Raising hell

by | Sep 1, 2014 | Data Protection, Marketing | 2 comments

One of the irritating things about the introduction of the EU Data Protection Regulation, the timing and final shape of which is still up in the air, is the way in which marketing companies are buzzing around, fearful of what the changes might mean. Most of them fret about the perceived emphasis on unambiguous consent, and what irritates me is that none of these idiots seem to be aware that active consent has been needed for email and text marketing since 2003 (under the Privacy and Electronic Communications Regulations, or PECR). The big change they are worried about happened more than ten years ago.

A slightly different take on the problem is doing the rounds in the charity fundraising sector. An article on the Civil Society News website encapsulates it with a suitably hysterical headline: “EU data protection proposals would kill fundraisers’ mailing lists, says report“. If the regulation contained provisions to ban marketing in general or marketing by charities in particular, this would be true and terrible. Stephen Pidgeon, a “fundraising consultant” and trustee of the Institute for Fundraising is quoted:

“if the EU introduce compulsory ‘opt-ins’ for direct mail then the cold mailing lists that still drive minor donor fundraising will disappear and, with them, millions of pounds”

Full marks for the euphemism ‘cold mailing list’ there, when what Mr Pidgeon means is ‘junk mail’. The author of a report into this nefarious proposal, Andy Taylor, a consultant at a charity marketing agency called ‘The Desired Effect’, is equally scathing:

“There is a balance to be struck between the donor’s right to privacy and our ability to fundraise, and the current draft of the proposals doesn’t get this right.” 

The factual content of the article is awful – it asserts that charities can make marketing calls unless told not to, ignoring the existence of the Telephone Preference Service which applies to charities as it does to everyone else. It also claims that charities can use the ‘soft opt-in’ for email marketing, which allows an organisation to operate a tight opt-out system when marketing similar products to existing customers. PECR clearly refers to the soft opt-in being engaged during a ‘sale’, and the Information Commissioner’s guidance is unambiguous about what that means:

“the ‘soft opt-in’ exception can only apply to commercial marketing of products and services… [not for profit organisations] will not be able to send campaigning texts or emails without specific consent, even to existing supporters” (page 12)

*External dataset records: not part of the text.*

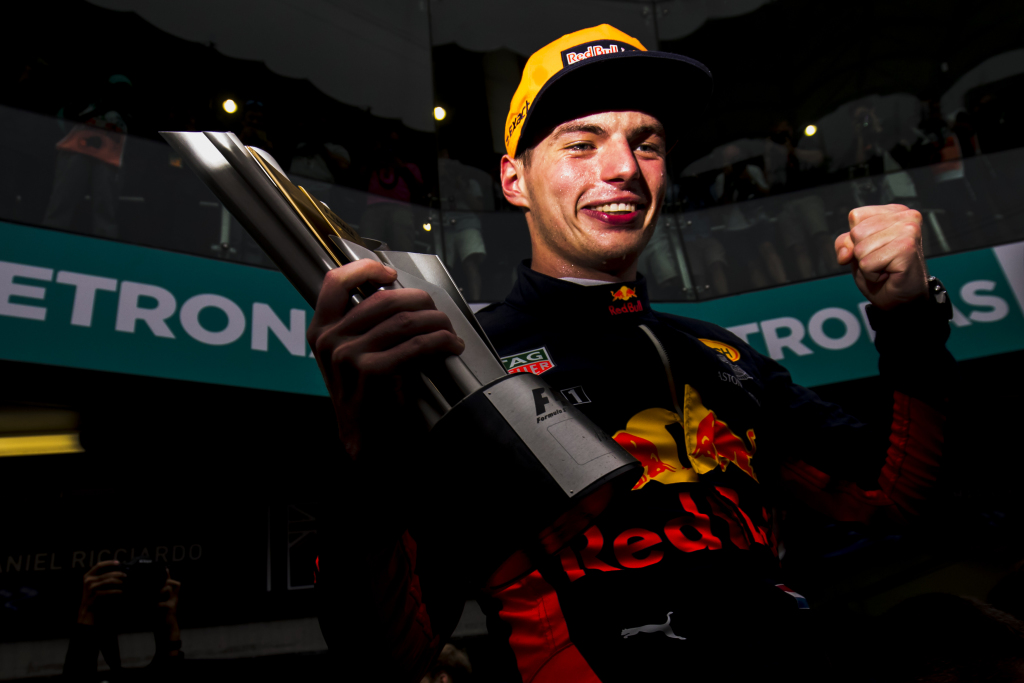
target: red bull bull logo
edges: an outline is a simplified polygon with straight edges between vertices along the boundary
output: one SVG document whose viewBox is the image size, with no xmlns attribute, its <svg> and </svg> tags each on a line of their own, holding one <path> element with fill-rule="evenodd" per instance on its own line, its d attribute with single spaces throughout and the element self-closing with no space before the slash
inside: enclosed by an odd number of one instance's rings
<svg viewBox="0 0 1024 683">
<path fill-rule="evenodd" d="M 611 315 L 621 315 L 623 313 L 639 313 L 644 310 L 644 302 L 642 301 L 630 301 L 630 299 L 636 299 L 636 290 L 632 287 L 622 285 L 612 293 L 612 301 L 621 301 L 622 304 L 619 306 L 610 305 L 608 306 L 608 313 Z"/>
<path fill-rule="evenodd" d="M 633 490 L 651 481 L 698 481 L 700 475 L 716 467 L 725 471 L 730 464 L 757 481 L 752 463 L 757 451 L 753 429 L 746 431 L 744 442 L 714 411 L 704 407 L 700 394 L 689 385 L 683 394 L 682 410 L 679 416 L 664 408 L 648 408 L 613 435 L 616 443 L 644 466 L 643 476 Z M 680 457 L 680 448 L 685 458 Z"/>
<path fill-rule="evenodd" d="M 644 466 L 644 474 L 633 490 L 650 481 L 662 484 L 697 481 L 697 473 L 684 457 L 669 427 L 679 425 L 679 416 L 664 408 L 648 408 L 630 418 L 626 428 L 612 438 Z"/>
<path fill-rule="evenodd" d="M 612 301 L 629 301 L 636 298 L 636 290 L 622 285 L 612 292 Z"/>
</svg>

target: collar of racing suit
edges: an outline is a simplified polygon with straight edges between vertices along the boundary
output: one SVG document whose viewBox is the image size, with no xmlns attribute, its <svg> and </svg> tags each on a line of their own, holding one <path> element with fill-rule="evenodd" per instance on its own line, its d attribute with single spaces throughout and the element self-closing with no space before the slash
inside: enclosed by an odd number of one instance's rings
<svg viewBox="0 0 1024 683">
<path fill-rule="evenodd" d="M 527 259 L 519 264 L 516 275 L 505 303 L 529 315 L 563 324 L 636 326 L 655 320 L 646 280 L 639 273 L 629 282 L 581 287 L 531 270 Z"/>
</svg>

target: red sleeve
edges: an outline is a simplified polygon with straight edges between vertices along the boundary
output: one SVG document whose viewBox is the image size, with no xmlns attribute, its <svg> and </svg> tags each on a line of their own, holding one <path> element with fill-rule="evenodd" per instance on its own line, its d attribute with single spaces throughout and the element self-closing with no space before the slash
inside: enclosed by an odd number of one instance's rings
<svg viewBox="0 0 1024 683">
<path fill-rule="evenodd" d="M 418 682 L 449 633 L 431 623 L 408 532 L 390 548 L 324 548 L 316 561 L 320 627 L 346 671 Z M 451 629 L 448 629 L 450 631 Z"/>
<path fill-rule="evenodd" d="M 897 391 L 878 489 L 834 479 L 803 460 L 783 465 L 783 482 L 794 497 L 837 521 L 868 522 L 879 514 L 907 521 L 921 513 L 935 483 L 944 424 L 942 411 Z"/>
</svg>

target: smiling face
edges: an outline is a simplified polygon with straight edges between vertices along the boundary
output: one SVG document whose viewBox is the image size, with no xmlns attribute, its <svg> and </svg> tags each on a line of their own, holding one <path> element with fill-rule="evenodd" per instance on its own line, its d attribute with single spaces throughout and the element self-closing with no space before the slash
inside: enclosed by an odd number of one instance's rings
<svg viewBox="0 0 1024 683">
<path fill-rule="evenodd" d="M 665 196 L 665 131 L 636 111 L 567 121 L 525 159 L 501 160 L 502 189 L 526 210 L 532 268 L 553 277 L 619 281 L 654 232 Z"/>
</svg>

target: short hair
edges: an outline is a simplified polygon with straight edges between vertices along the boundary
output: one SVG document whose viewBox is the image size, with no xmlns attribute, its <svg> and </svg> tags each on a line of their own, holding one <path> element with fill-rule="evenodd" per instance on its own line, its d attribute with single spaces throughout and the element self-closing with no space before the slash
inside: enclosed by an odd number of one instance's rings
<svg viewBox="0 0 1024 683">
<path fill-rule="evenodd" d="M 523 149 L 519 150 L 518 154 L 516 154 L 516 161 L 521 163 L 526 168 L 530 167 L 530 161 L 532 159 L 533 159 L 533 147 L 532 146 L 531 147 L 524 147 Z"/>
</svg>

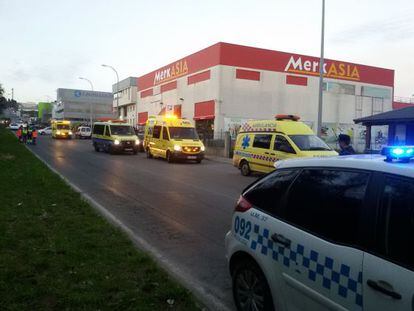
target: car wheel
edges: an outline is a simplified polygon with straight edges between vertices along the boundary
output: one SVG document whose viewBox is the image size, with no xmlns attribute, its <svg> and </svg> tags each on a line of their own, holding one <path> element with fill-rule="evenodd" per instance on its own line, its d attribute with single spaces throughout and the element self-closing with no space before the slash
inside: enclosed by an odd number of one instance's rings
<svg viewBox="0 0 414 311">
<path fill-rule="evenodd" d="M 151 154 L 151 150 L 149 147 L 147 148 L 147 158 L 152 159 L 152 154 Z"/>
<path fill-rule="evenodd" d="M 167 162 L 168 163 L 173 163 L 174 162 L 174 157 L 173 157 L 173 155 L 171 154 L 171 152 L 169 150 L 167 151 Z"/>
<path fill-rule="evenodd" d="M 274 310 L 267 280 L 253 260 L 243 260 L 235 265 L 232 283 L 237 310 Z"/>
<path fill-rule="evenodd" d="M 96 152 L 99 152 L 99 150 L 100 150 L 100 149 L 99 149 L 99 147 L 98 147 L 98 144 L 93 144 L 93 147 L 95 148 L 95 151 L 96 151 Z"/>
<path fill-rule="evenodd" d="M 138 150 L 137 149 L 134 149 L 134 151 L 132 151 L 132 153 L 133 154 L 137 154 L 138 153 Z"/>
<path fill-rule="evenodd" d="M 247 161 L 243 161 L 240 164 L 240 172 L 243 176 L 249 176 L 251 174 L 252 171 L 250 170 L 250 166 Z"/>
<path fill-rule="evenodd" d="M 198 164 L 200 164 L 200 163 L 201 163 L 201 159 L 198 159 L 196 162 L 197 162 Z"/>
</svg>

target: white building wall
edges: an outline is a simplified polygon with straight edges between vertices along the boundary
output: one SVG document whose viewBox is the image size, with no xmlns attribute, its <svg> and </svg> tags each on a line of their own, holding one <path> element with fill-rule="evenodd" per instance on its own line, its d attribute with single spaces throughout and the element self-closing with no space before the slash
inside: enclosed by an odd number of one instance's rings
<svg viewBox="0 0 414 311">
<path fill-rule="evenodd" d="M 135 115 L 139 112 L 158 115 L 166 105 L 182 105 L 182 116 L 192 120 L 195 103 L 214 100 L 216 137 L 228 130 L 225 128 L 227 118 L 272 119 L 276 114 L 295 114 L 316 128 L 318 77 L 298 75 L 307 78 L 307 86 L 301 86 L 286 84 L 288 74 L 273 71 L 256 70 L 260 71 L 260 81 L 236 79 L 237 69 L 244 68 L 214 66 L 210 68 L 209 80 L 190 85 L 187 84 L 188 76 L 180 77 L 177 89 L 164 93 L 160 93 L 160 86 L 155 86 L 152 96 L 141 98 L 138 94 Z M 392 87 L 336 79 L 324 81 L 355 86 L 355 95 L 323 92 L 323 122 L 326 126 L 330 124 L 335 127 L 335 130 L 340 127 L 355 129 L 355 118 L 392 110 Z M 373 105 L 371 97 L 361 96 L 362 86 L 386 89 L 390 97 L 381 100 L 381 105 Z"/>
</svg>

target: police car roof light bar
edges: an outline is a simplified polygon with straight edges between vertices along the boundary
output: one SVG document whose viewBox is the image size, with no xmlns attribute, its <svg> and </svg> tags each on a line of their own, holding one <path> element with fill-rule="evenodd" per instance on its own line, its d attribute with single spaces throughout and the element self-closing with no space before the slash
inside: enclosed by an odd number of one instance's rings
<svg viewBox="0 0 414 311">
<path fill-rule="evenodd" d="M 409 162 L 414 158 L 414 146 L 387 146 L 382 148 L 381 154 L 386 157 L 386 162 L 393 160 Z"/>
</svg>

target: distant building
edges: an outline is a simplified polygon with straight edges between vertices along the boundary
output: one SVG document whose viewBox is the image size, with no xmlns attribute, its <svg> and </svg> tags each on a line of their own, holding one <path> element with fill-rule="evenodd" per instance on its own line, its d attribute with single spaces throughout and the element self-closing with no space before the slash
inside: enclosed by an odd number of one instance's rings
<svg viewBox="0 0 414 311">
<path fill-rule="evenodd" d="M 119 85 L 114 84 L 112 86 L 112 92 L 114 93 L 113 107 L 116 111 L 117 100 L 119 104 L 119 115 L 122 119 L 126 120 L 131 125 L 137 124 L 137 78 L 129 77 L 122 81 L 119 81 Z"/>
<path fill-rule="evenodd" d="M 40 102 L 37 104 L 37 118 L 41 123 L 48 123 L 52 118 L 53 103 Z"/>
<path fill-rule="evenodd" d="M 113 95 L 109 92 L 58 89 L 53 119 L 90 122 L 114 118 Z"/>
</svg>

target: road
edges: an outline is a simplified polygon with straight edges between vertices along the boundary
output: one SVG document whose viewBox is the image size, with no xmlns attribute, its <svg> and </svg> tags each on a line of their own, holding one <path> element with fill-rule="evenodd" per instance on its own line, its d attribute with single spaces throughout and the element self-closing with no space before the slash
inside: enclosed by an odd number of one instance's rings
<svg viewBox="0 0 414 311">
<path fill-rule="evenodd" d="M 90 140 L 41 136 L 30 148 L 179 273 L 234 309 L 224 236 L 235 202 L 253 177 L 216 161 L 168 164 L 143 153 L 98 153 Z"/>
</svg>

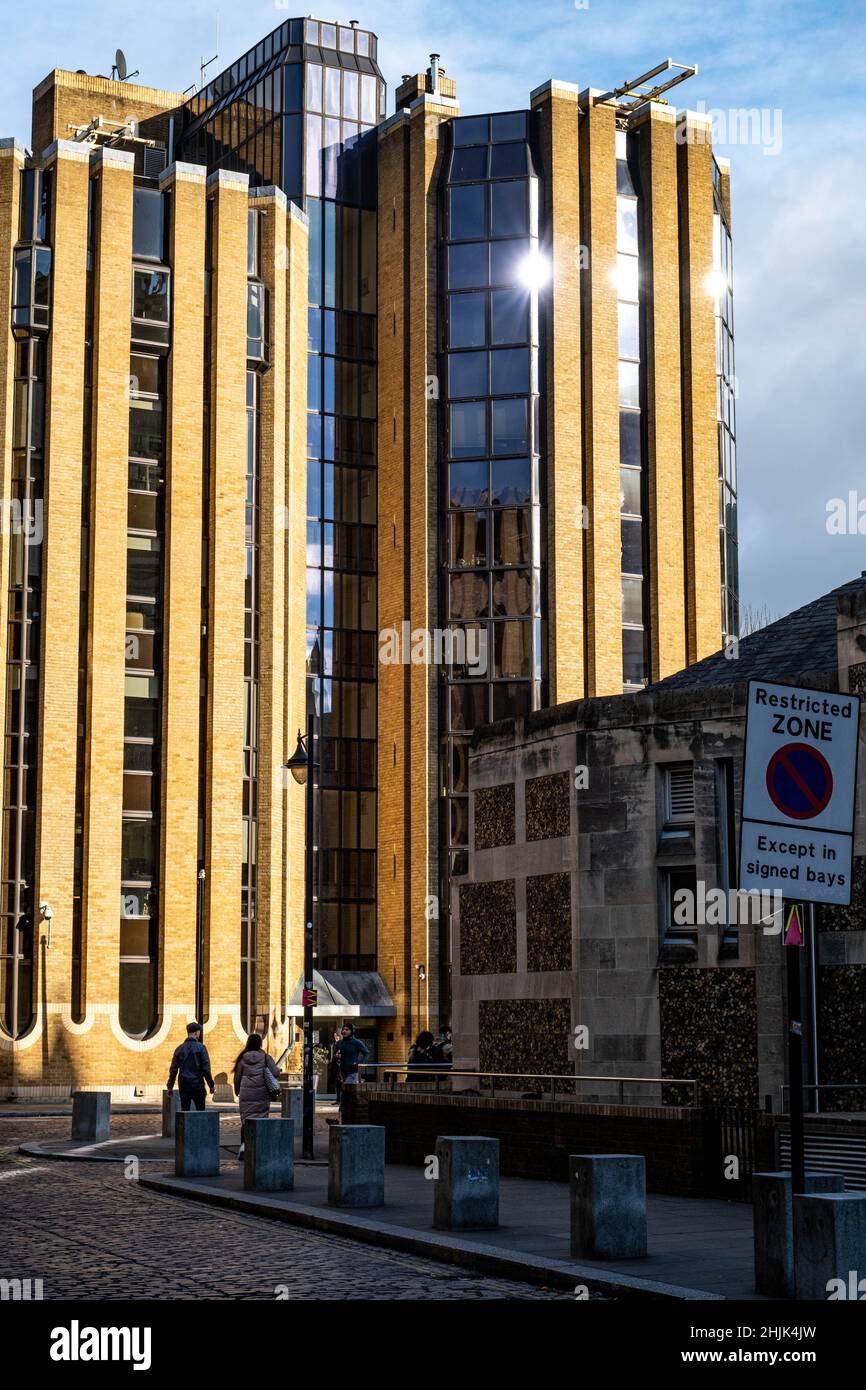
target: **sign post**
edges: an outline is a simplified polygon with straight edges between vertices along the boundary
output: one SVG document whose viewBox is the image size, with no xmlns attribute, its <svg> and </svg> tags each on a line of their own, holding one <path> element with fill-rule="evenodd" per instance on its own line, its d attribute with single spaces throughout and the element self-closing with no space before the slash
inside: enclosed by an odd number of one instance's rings
<svg viewBox="0 0 866 1390">
<path fill-rule="evenodd" d="M 851 902 L 859 727 L 859 695 L 749 681 L 739 886 L 778 892 L 788 902 L 783 949 L 794 1192 L 805 1187 L 800 904 Z"/>
<path fill-rule="evenodd" d="M 788 909 L 785 935 L 785 986 L 788 996 L 788 1116 L 791 1121 L 791 1191 L 806 1190 L 806 1146 L 803 1128 L 803 1007 L 800 988 L 800 950 L 805 944 L 799 903 Z"/>
</svg>

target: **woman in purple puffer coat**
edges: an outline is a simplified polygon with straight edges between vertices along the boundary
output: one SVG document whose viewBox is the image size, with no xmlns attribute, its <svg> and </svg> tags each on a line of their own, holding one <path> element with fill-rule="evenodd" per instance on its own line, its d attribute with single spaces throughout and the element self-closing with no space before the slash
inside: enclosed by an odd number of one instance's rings
<svg viewBox="0 0 866 1390">
<path fill-rule="evenodd" d="M 235 1095 L 241 1109 L 241 1146 L 238 1158 L 244 1156 L 244 1124 L 247 1120 L 267 1119 L 273 1095 L 265 1081 L 265 1072 L 279 1081 L 277 1064 L 262 1047 L 260 1033 L 250 1033 L 243 1052 L 235 1061 Z"/>
</svg>

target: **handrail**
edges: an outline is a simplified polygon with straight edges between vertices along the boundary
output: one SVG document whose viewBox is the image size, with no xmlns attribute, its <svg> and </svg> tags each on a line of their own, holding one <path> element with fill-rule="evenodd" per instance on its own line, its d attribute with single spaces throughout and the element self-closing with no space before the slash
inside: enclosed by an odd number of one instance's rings
<svg viewBox="0 0 866 1390">
<path fill-rule="evenodd" d="M 387 1080 L 390 1078 L 392 1090 L 395 1087 L 398 1075 L 403 1075 L 406 1078 L 411 1076 L 413 1082 L 420 1081 L 423 1077 L 429 1077 L 431 1078 L 431 1080 L 435 1078 L 437 1092 L 439 1090 L 439 1078 L 443 1076 L 460 1076 L 474 1078 L 476 1080 L 487 1080 L 490 1083 L 489 1091 L 491 1096 L 493 1097 L 495 1097 L 496 1094 L 497 1083 L 500 1083 L 501 1090 L 501 1083 L 503 1081 L 549 1082 L 549 1089 L 551 1091 L 551 1098 L 553 1100 L 556 1099 L 557 1086 L 562 1086 L 563 1083 L 565 1083 L 570 1088 L 572 1086 L 576 1086 L 577 1083 L 583 1083 L 584 1081 L 600 1081 L 605 1082 L 608 1085 L 612 1084 L 618 1087 L 620 1104 L 624 1104 L 626 1084 L 632 1083 L 635 1085 L 642 1086 L 690 1086 L 692 1088 L 691 1104 L 697 1105 L 698 1087 L 700 1084 L 697 1081 L 697 1079 L 692 1076 L 596 1076 L 587 1074 L 568 1075 L 567 1073 L 561 1072 L 554 1073 L 538 1071 L 464 1071 L 455 1067 L 437 1067 L 436 1065 L 428 1066 L 423 1062 L 405 1064 L 401 1064 L 398 1062 L 361 1062 L 359 1064 L 359 1070 L 383 1072 L 383 1080 L 387 1082 Z"/>
<path fill-rule="evenodd" d="M 787 1113 L 787 1107 L 785 1102 L 787 1100 L 788 1092 L 790 1091 L 790 1089 L 791 1087 L 787 1081 L 783 1081 L 779 1085 L 779 1104 L 782 1110 L 782 1114 Z M 866 1091 L 866 1081 L 804 1081 L 802 1089 L 804 1091 L 814 1091 L 815 1103 L 817 1106 L 820 1107 L 822 1091 Z M 812 1113 L 820 1114 L 820 1108 L 817 1111 L 813 1111 Z M 847 1112 L 840 1111 L 839 1113 L 845 1114 Z"/>
</svg>

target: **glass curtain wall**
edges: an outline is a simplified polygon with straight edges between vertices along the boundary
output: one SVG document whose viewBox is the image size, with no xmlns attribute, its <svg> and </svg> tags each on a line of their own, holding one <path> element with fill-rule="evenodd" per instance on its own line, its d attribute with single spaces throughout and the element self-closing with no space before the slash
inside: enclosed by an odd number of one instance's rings
<svg viewBox="0 0 866 1390">
<path fill-rule="evenodd" d="M 6 711 L 0 883 L 0 1024 L 20 1037 L 33 1018 L 33 901 L 42 588 L 45 383 L 51 302 L 50 172 L 21 174 L 13 253 L 15 364 L 9 533 Z"/>
<path fill-rule="evenodd" d="M 374 127 L 384 114 L 375 35 L 291 19 L 193 98 L 177 152 L 209 169 L 246 171 L 251 186 L 277 185 L 309 217 L 306 637 L 321 715 L 317 964 L 340 970 L 376 964 Z M 251 297 L 251 323 L 255 312 Z M 248 356 L 255 360 L 250 347 Z M 253 796 L 253 782 L 245 786 Z M 248 854 L 248 874 L 251 865 Z"/>
<path fill-rule="evenodd" d="M 467 868 L 473 729 L 540 707 L 539 182 L 528 114 L 449 123 L 441 200 L 443 903 Z M 445 933 L 447 939 L 448 933 Z M 447 980 L 442 987 L 447 998 Z"/>
<path fill-rule="evenodd" d="M 246 573 L 244 576 L 244 780 L 241 864 L 241 1018 L 247 1031 L 254 1026 L 256 1008 L 256 900 L 259 786 L 259 372 L 267 367 L 267 290 L 261 280 L 261 214 L 250 209 L 247 219 L 247 458 L 246 458 Z M 258 368 L 258 370 L 257 370 Z"/>
<path fill-rule="evenodd" d="M 619 477 L 622 539 L 622 682 L 646 685 L 646 469 L 641 420 L 640 201 L 636 151 L 616 132 L 616 285 L 619 356 Z"/>
<path fill-rule="evenodd" d="M 158 1011 L 167 198 L 144 183 L 133 191 L 119 1006 L 134 1038 Z"/>
<path fill-rule="evenodd" d="M 737 547 L 737 417 L 734 374 L 734 257 L 731 232 L 713 160 L 713 280 L 716 300 L 716 410 L 719 431 L 719 549 L 722 574 L 722 635 L 740 631 Z"/>
<path fill-rule="evenodd" d="M 318 965 L 376 966 L 376 150 L 384 84 L 306 21 L 307 654 L 320 712 Z"/>
</svg>

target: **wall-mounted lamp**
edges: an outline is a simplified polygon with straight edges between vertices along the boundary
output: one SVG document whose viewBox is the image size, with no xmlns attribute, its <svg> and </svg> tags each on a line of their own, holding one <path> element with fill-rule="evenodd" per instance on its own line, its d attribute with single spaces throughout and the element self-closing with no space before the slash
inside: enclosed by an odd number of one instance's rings
<svg viewBox="0 0 866 1390">
<path fill-rule="evenodd" d="M 39 916 L 42 918 L 42 921 L 43 921 L 43 922 L 47 922 L 47 923 L 48 923 L 48 938 L 47 938 L 47 940 L 46 940 L 46 942 L 45 942 L 45 949 L 46 949 L 46 951 L 50 951 L 50 950 L 51 950 L 51 919 L 52 919 L 53 916 L 54 916 L 54 908 L 51 906 L 50 903 L 40 903 L 40 904 L 39 904 Z"/>
</svg>

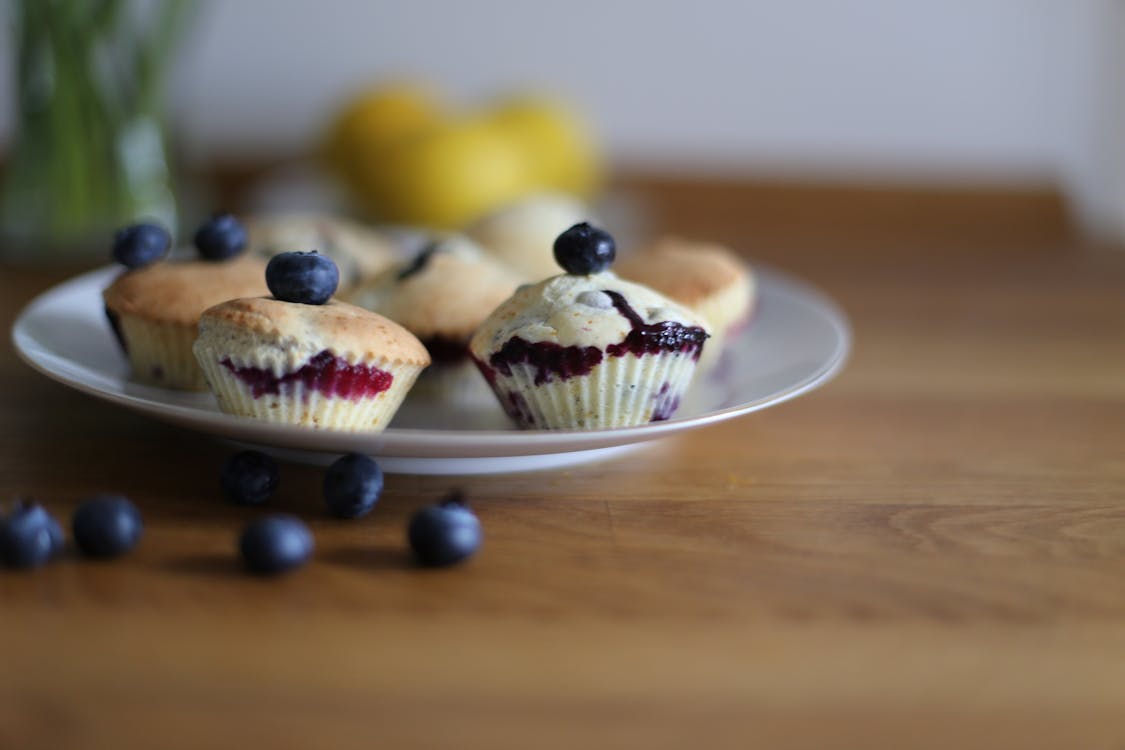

The Civil Society article also complains about the possibility that the Regulation may interfere with a charity’s ability to profile potential donors. What this means is made more explicit in a recent piece published by Fundraising UK, which complained:

“charities would no longer be able to target direct marketing campaigns at specific donor profiles and would severely hamper the ability to build up prospect donor information”

I think some charities’ good works can be diluted by a sense of entitlement (I’ve blogged about the human embodiment of this in the past), and their fund-raising methods can be awful. Few commercial organisations would expect to get away with the antics of chuggers, but charities expect a free pass when hassling unwilling citizens in the street and paying a cut of donations to the companies they employ to do so. The attitude on display by Fundraising UK is even worse – would you be happy if a charity assembled information about you without your consent and then sent unsolicited marketing to you? I’d be fascinated to know if charities that profile ‘prospect donors’ comply with the first Data Protection principle by informing the ‘prospect’ that they were doing so – regardless of consent, there is no exemption from fair processing available.

I hope that those fundraisers agitating against explicit consent for marketing fail. Expecting an organisation to have permission before sending marketing isn’t just a legitimate way of setting up privacy law, it’s basic courtesy. There are already a lot of circumstances where our data is used without consent – many justified, some not. But where there is not some legal or security requirement that makes consent inappropriate, it should be the default for everyone, regardless of the effect on profit, innovation or donation. One vital aspect of privacy is having a right to be left alone, to be able to close your door and not be bothered by anyone else. The position of these fundraisers and consultants is that charities should be able to override that to get their cash. The headline of the Civil Society article is nonsense because explicit consent doesn’t kill charity mailing lists, it just makes them fair. It ensures that those people who are on the lists want to be on the lists. If fundraisers are concerned about the effect of Data Protection on their income, perhaps they should approach their targets with more respect.